Dimerization augments MORF4L1 complex formation and cellular viability. A, HDAC2 was depleted in cells by introducing shRNA retroviral constructs for 48 h. Cell lysates were immunoprecipitated (IP) with PF1 antibody, and the precipitates were analyzed by immunoblotting. A scrambled retroviral plasmid was used as a shRNA specificity control. B, wild-type and K148R mutant MORF4L1 plasmids were coexpressed in cells for 48 h.

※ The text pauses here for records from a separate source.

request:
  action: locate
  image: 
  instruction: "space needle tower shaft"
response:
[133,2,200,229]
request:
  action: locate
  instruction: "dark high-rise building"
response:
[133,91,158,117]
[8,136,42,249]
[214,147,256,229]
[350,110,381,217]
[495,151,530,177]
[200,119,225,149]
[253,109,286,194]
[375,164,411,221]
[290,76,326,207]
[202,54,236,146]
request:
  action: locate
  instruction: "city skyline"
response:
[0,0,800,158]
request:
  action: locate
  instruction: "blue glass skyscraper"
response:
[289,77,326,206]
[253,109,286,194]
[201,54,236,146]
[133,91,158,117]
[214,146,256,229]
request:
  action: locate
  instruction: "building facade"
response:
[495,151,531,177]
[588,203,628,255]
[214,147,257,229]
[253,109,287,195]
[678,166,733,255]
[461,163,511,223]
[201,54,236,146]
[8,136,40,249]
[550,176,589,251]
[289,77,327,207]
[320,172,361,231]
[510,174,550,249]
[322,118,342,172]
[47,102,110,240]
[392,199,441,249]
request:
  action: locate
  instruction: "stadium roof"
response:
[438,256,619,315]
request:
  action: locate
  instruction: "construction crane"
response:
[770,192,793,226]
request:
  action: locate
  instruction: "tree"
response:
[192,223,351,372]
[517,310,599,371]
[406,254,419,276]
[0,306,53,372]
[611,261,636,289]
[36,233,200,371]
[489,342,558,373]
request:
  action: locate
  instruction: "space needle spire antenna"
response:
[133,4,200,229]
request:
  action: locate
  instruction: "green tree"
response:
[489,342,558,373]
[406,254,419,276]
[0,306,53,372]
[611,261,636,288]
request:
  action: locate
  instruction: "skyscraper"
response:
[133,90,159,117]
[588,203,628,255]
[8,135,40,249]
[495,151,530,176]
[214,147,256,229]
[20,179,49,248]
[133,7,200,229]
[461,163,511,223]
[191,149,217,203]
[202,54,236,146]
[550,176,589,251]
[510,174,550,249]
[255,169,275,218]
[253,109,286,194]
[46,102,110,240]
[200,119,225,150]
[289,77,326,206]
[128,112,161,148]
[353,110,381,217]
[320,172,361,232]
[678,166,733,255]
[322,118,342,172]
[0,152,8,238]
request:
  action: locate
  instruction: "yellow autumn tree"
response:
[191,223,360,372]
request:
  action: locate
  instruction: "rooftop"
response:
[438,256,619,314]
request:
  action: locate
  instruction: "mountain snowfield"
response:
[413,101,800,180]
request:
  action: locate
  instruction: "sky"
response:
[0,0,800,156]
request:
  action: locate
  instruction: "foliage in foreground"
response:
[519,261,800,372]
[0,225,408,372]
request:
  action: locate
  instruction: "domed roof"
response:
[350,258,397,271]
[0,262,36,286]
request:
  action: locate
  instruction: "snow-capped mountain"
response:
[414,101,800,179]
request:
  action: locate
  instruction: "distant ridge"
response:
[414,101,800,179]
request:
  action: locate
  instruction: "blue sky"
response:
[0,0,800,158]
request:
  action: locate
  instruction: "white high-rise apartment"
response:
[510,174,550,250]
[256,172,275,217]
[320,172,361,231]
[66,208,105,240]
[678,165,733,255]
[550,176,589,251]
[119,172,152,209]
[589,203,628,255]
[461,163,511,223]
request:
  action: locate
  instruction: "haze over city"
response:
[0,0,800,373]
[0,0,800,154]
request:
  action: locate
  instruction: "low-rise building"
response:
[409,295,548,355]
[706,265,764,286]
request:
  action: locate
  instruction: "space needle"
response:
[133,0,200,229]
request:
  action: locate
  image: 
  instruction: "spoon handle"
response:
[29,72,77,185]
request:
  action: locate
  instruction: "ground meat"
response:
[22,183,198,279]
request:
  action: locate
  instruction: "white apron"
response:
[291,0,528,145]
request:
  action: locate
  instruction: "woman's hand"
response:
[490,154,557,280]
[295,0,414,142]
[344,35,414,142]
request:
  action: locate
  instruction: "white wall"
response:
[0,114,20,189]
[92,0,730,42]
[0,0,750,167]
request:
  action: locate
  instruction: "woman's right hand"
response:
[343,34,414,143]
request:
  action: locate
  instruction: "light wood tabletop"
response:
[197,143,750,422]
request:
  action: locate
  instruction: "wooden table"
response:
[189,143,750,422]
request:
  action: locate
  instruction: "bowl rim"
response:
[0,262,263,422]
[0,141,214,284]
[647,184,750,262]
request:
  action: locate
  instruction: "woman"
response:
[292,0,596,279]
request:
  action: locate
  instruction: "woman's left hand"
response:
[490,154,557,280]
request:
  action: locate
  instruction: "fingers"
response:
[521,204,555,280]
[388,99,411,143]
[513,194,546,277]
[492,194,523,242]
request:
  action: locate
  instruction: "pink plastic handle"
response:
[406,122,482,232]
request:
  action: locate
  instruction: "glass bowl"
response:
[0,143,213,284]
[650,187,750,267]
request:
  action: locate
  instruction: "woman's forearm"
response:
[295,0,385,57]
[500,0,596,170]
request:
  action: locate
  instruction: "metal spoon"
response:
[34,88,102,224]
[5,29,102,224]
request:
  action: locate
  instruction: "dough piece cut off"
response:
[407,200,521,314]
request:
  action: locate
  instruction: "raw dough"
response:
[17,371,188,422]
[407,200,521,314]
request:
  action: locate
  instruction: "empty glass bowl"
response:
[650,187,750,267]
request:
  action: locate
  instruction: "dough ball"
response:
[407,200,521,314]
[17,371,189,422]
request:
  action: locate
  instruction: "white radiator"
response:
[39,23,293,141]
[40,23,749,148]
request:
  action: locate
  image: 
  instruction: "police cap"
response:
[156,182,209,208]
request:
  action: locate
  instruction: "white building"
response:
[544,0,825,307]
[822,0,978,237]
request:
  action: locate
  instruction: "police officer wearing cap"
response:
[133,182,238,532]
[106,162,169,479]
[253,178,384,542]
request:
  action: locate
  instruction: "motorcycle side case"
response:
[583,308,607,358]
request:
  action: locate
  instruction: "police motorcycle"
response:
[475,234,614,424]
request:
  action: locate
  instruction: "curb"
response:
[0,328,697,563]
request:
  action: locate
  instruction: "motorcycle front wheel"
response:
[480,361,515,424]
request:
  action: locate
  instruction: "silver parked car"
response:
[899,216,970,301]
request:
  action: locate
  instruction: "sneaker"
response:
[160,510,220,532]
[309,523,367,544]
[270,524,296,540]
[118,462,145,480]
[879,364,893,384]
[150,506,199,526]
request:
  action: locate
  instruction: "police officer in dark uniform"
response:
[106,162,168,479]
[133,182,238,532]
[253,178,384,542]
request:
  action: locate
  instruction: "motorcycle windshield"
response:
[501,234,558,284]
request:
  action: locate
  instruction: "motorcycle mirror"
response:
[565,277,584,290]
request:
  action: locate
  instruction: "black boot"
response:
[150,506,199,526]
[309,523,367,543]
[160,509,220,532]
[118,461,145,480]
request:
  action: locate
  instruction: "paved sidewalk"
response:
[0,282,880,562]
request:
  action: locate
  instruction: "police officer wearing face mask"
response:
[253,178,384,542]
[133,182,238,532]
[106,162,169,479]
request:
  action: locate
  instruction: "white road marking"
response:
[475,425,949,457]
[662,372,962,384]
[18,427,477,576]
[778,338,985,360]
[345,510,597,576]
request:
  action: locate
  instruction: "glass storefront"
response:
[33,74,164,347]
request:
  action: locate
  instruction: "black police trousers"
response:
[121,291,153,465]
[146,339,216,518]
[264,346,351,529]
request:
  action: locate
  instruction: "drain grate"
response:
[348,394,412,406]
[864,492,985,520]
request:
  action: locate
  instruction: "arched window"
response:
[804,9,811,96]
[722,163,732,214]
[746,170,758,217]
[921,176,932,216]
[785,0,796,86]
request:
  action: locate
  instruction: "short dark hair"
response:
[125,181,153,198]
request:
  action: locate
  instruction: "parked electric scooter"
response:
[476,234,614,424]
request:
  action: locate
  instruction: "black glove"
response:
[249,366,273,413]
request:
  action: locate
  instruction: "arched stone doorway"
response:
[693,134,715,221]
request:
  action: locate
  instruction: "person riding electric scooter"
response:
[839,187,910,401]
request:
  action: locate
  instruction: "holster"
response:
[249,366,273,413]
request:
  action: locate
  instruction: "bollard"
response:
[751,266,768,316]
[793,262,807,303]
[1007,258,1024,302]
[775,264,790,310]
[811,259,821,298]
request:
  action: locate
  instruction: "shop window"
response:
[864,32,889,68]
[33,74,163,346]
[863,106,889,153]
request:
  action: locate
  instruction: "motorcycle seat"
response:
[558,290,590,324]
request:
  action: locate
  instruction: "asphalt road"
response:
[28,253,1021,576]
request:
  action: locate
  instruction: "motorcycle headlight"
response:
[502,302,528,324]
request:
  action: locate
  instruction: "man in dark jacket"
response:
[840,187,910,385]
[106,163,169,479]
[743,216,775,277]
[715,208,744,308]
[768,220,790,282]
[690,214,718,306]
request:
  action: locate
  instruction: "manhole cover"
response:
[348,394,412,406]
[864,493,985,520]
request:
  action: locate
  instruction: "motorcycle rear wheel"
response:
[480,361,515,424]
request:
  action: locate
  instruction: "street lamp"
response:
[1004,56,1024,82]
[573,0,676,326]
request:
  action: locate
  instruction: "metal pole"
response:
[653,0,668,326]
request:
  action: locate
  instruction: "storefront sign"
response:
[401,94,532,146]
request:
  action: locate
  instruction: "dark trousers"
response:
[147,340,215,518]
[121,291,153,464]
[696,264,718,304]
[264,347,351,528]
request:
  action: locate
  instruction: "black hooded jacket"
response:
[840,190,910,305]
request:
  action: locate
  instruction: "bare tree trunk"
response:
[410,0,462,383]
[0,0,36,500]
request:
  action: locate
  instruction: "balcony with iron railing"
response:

Cell lysates were used for PF1 immunoprecipitation, followed by immunoblot analysis. Wild-type and K148R mutant MORF4L1 plasmids in the cells were validated by V5 immunoblotting. C, wild-type and K135R, K148R, and K150R mutant MORF4L1 plasmids were expressed in the cells for 48 h. Viable cells were counted in each transfected cell line. The expression levels of the proteins were analyzed by immunoblotting. The data are representative of three separate experiments.